To the coach of a Type 1 Diabetic…

It is because of positive role models like you that students with Type 1 Diabetes compete like any other player on that field, court, track, pool or stage. Your support, understanding and expectations have tremendous influence on their college experience. Awareness of how crucial proper maintenance and treatments are for your athlete to compete safely and effectively will determine the impact that individual can make on your team.

In my personal experience, it makes a big difference when coaches educate themselves on Type 1 Diabetes and familiarize themselves with particular athlete’s triggers and signs; I not only feel supported, I feel safer. My coaches have always been understanding and supportive during practices and games when I have to check my glucose levels during water breaks and between breaks in drills. They view me as any other athlete on the field and have the highest expectations of me. They push me to be my best and expect nothing less. Because they have never treated me any differently from any other member of the team, the process I employ to manage my Type 1 Diabetes has been validated in my eyes and I feel empowered to accomplish anything I set my mind to.

Each Type 1 Diabetic may be affected differently by the disease and may have adopted different routines that work the best for them in order to perform to the best of their ability. It can be good practice to adopt some sort of signal in order to quickly communicate when they need to treat high or low glucose levels during training, warm-ups, or competitions. Simple awareness of the need for extra breaks to test their glucose levels and then taking steps to deal with whatever the readings indicate, may be required and coaches should not hold it against them. It’s important to understand that students who are dealing with Type 1 Diabetes both want and need to be treated and viewed the same way as any other teammate with a normally functioning pancreas.

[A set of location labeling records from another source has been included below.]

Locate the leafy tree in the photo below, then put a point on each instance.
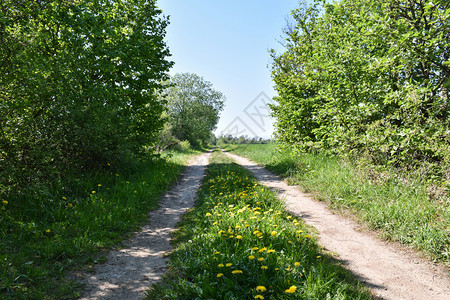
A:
(193, 108)
(78, 82)
(367, 77)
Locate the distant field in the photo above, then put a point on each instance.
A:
(400, 211)
(239, 243)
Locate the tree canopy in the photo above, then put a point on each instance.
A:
(193, 108)
(367, 76)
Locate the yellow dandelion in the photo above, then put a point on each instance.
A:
(261, 288)
(291, 290)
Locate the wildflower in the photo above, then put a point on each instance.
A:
(261, 288)
(291, 290)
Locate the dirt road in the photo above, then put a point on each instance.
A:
(389, 270)
(128, 272)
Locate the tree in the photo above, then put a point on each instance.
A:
(193, 108)
(78, 83)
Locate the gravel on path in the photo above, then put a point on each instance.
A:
(128, 272)
(388, 269)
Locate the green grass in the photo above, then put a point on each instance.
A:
(56, 231)
(239, 243)
(401, 210)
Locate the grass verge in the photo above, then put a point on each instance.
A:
(47, 234)
(400, 210)
(239, 243)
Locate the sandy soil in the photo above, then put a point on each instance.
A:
(389, 270)
(128, 272)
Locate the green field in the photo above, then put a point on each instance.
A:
(400, 210)
(239, 243)
(69, 226)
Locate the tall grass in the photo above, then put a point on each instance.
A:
(401, 210)
(239, 243)
(47, 233)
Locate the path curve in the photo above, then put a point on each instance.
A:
(388, 270)
(129, 272)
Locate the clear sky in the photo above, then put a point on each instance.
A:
(227, 43)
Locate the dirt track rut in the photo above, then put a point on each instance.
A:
(128, 272)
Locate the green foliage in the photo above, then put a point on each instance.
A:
(193, 108)
(368, 77)
(68, 228)
(238, 243)
(78, 82)
(401, 210)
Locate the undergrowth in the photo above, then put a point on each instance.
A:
(57, 230)
(238, 242)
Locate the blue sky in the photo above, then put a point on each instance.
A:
(227, 43)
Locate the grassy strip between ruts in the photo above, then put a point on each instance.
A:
(401, 210)
(239, 243)
(46, 236)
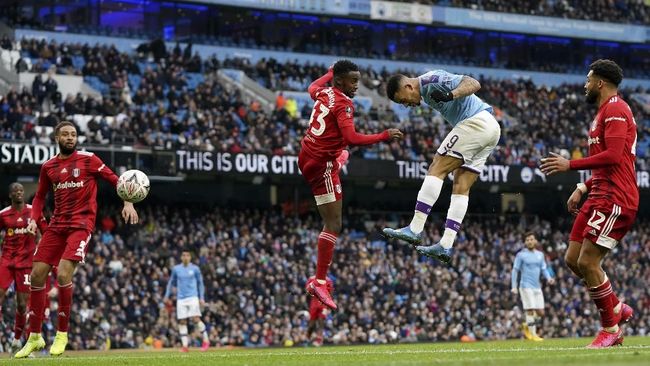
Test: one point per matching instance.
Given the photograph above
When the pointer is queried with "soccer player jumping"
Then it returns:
(17, 250)
(72, 175)
(609, 212)
(464, 151)
(330, 131)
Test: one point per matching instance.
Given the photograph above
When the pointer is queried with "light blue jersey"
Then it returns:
(187, 280)
(456, 110)
(530, 263)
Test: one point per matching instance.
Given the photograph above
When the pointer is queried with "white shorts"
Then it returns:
(532, 298)
(472, 140)
(188, 308)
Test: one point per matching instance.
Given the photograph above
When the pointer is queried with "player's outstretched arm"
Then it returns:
(39, 201)
(468, 86)
(320, 83)
(171, 283)
(352, 137)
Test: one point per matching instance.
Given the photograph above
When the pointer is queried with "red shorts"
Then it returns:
(322, 177)
(317, 310)
(20, 276)
(602, 222)
(57, 244)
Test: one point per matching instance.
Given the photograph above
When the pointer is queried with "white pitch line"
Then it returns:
(225, 354)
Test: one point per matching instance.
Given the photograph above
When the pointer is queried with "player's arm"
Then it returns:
(201, 286)
(38, 203)
(42, 224)
(546, 272)
(321, 82)
(352, 137)
(515, 271)
(129, 214)
(615, 136)
(452, 86)
(171, 283)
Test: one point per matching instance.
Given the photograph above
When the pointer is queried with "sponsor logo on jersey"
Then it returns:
(595, 140)
(67, 185)
(17, 231)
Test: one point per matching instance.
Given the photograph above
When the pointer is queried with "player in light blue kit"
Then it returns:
(464, 151)
(187, 279)
(531, 263)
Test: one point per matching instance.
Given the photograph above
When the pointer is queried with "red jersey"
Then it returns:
(18, 245)
(331, 125)
(74, 182)
(614, 183)
(332, 112)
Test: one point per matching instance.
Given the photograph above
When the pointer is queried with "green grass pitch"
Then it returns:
(636, 351)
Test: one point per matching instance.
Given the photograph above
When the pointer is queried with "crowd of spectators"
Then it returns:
(160, 102)
(255, 263)
(614, 11)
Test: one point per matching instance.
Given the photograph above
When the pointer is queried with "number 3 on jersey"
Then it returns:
(322, 112)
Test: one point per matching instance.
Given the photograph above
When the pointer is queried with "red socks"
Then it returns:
(65, 302)
(36, 309)
(19, 325)
(603, 297)
(326, 244)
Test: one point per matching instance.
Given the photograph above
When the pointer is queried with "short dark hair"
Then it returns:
(12, 185)
(393, 85)
(608, 70)
(62, 124)
(342, 67)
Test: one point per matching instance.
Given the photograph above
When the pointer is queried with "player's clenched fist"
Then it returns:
(129, 214)
(395, 134)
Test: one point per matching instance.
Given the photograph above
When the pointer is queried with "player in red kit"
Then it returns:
(318, 314)
(609, 212)
(17, 250)
(331, 130)
(72, 175)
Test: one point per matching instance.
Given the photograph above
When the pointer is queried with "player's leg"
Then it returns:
(571, 257)
(539, 314)
(464, 178)
(184, 333)
(75, 252)
(22, 282)
(37, 296)
(331, 213)
(429, 192)
(200, 325)
(323, 178)
(530, 323)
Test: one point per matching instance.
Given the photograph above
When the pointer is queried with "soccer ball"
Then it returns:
(133, 186)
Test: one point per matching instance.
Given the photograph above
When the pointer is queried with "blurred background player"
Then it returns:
(317, 315)
(609, 212)
(17, 250)
(331, 130)
(464, 151)
(73, 177)
(530, 263)
(190, 298)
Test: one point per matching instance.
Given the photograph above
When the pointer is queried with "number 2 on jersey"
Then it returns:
(322, 112)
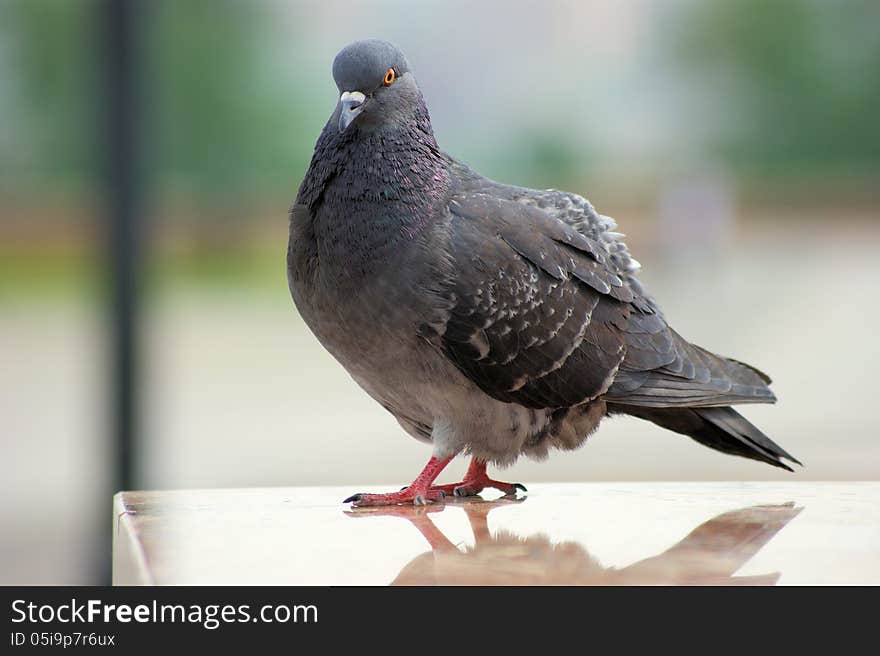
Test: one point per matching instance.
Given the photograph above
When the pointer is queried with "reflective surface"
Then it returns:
(569, 534)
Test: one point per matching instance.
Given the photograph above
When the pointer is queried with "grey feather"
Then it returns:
(488, 318)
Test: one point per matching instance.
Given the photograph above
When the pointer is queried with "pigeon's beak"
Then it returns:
(352, 104)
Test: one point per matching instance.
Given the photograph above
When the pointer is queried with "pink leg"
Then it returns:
(419, 492)
(475, 481)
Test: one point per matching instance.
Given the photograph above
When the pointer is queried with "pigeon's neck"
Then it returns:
(371, 193)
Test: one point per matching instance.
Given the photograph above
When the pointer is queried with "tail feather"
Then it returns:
(719, 428)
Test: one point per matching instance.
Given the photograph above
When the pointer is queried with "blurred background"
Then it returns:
(737, 143)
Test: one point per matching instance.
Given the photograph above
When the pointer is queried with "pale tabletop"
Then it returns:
(579, 533)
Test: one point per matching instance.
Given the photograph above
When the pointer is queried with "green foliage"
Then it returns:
(802, 78)
(219, 124)
(49, 93)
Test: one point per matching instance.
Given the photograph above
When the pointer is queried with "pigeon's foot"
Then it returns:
(407, 495)
(475, 481)
(417, 493)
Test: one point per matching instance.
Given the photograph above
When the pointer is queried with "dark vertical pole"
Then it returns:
(123, 189)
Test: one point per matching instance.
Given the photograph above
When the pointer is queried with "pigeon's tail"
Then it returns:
(720, 428)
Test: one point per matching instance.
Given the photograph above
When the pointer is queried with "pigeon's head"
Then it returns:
(375, 84)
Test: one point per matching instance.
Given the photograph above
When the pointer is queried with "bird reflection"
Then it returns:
(709, 555)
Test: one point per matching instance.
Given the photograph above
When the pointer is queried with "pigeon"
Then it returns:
(491, 320)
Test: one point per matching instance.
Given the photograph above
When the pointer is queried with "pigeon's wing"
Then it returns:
(545, 312)
(535, 316)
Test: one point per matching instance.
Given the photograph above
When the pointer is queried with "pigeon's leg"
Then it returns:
(475, 481)
(418, 493)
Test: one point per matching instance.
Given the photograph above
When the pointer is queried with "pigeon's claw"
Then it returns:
(406, 495)
(476, 480)
(417, 493)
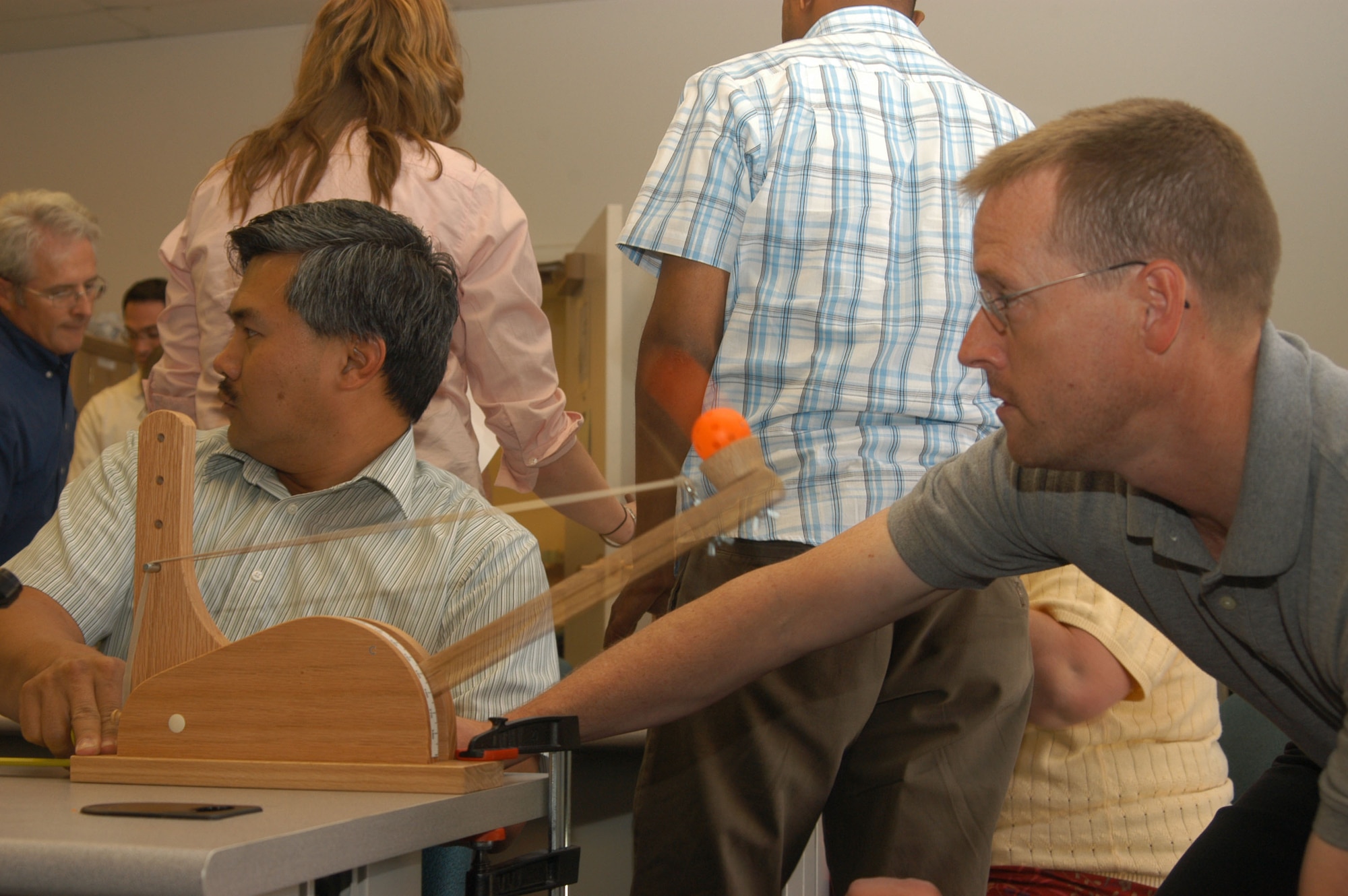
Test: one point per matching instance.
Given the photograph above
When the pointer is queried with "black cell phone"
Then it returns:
(208, 812)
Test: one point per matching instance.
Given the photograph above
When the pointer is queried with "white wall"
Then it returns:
(567, 103)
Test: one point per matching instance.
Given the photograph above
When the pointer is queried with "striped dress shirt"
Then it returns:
(437, 584)
(823, 176)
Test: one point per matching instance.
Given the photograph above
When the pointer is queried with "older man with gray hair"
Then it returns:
(49, 282)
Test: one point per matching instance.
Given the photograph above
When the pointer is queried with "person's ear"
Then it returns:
(365, 363)
(1168, 296)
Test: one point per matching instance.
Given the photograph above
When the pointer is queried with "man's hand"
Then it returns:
(892, 887)
(467, 730)
(646, 595)
(55, 685)
(75, 703)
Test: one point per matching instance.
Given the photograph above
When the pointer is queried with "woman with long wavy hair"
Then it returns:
(377, 100)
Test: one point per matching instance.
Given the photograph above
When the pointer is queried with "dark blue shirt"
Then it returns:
(37, 436)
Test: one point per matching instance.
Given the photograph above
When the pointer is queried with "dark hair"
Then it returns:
(150, 290)
(1155, 180)
(366, 273)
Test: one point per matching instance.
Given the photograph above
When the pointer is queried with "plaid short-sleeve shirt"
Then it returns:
(823, 176)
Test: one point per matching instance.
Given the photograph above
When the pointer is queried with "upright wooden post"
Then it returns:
(172, 622)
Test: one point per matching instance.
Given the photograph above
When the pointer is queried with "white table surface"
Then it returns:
(49, 848)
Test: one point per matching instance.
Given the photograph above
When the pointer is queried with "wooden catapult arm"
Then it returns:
(331, 703)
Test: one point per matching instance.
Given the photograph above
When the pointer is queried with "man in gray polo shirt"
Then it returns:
(1159, 433)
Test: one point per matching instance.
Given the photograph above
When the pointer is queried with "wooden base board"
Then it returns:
(432, 778)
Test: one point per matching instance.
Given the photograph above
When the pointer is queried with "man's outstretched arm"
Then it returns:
(1324, 871)
(849, 587)
(52, 682)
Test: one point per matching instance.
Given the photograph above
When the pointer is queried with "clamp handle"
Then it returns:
(10, 588)
(509, 739)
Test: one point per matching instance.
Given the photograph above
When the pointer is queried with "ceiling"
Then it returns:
(40, 25)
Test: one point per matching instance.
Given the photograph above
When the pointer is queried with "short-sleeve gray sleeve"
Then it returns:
(1332, 816)
(975, 518)
(83, 558)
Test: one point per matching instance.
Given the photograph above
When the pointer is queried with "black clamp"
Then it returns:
(509, 739)
(530, 874)
(10, 588)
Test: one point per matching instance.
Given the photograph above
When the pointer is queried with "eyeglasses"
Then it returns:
(65, 297)
(997, 304)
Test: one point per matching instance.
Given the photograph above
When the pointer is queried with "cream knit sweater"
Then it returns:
(1122, 796)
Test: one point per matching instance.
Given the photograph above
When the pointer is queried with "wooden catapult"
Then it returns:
(330, 703)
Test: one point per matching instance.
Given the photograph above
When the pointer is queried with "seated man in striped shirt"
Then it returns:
(1120, 769)
(342, 329)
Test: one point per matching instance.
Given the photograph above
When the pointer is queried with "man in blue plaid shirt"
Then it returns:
(815, 255)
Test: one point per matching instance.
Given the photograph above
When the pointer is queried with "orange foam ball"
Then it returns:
(716, 429)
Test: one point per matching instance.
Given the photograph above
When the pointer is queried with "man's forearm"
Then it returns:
(757, 623)
(32, 631)
(575, 472)
(1324, 871)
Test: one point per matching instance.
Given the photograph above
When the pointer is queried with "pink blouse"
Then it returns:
(502, 344)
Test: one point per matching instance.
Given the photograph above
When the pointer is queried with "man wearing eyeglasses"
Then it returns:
(49, 282)
(119, 409)
(1159, 433)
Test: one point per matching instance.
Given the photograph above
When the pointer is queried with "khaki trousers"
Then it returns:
(904, 740)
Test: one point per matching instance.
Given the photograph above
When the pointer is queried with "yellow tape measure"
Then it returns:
(34, 762)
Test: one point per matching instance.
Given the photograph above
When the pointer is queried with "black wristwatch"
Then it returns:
(10, 588)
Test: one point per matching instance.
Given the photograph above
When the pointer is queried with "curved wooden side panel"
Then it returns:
(444, 703)
(320, 689)
(175, 626)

To the teammate of a Type 1 Diabetic

Support your fellow teammate on and off the field. Whether it be understanding that they need to take breaks during practices or games to regulate glucose levels or acknowledging that during a team dinner measures with insulin through a pump, shot or pen may need to be taken, your support and understanding makes a big difference in terms of helping us feeling safe and secure. It shows us that we have people who care about us that we can rely upon. Show your interest and ask questions about Type 1 Diabetes and what your teammate needs to monitor as she goes through her day – believe me, we all want you to know and understand what we’re doing on the sidelines to manage our disease. This knowledge can be helpful if you are able to notice times when your teammate needs to take a break because they aren’t playing like themselves because of their glucose levels. Never take it easy on them on the field, push them to be the best they can be. Lastly, you play a huge role in their experience and safety off the field as well. Be understanding in social settings – if they don’t feel well or comfortable with what is happening, find a safe way to remove both of you from the situation. Remember, it’s never a sign of weakness to ask for help in these situations and timely, appropriate action could save a life!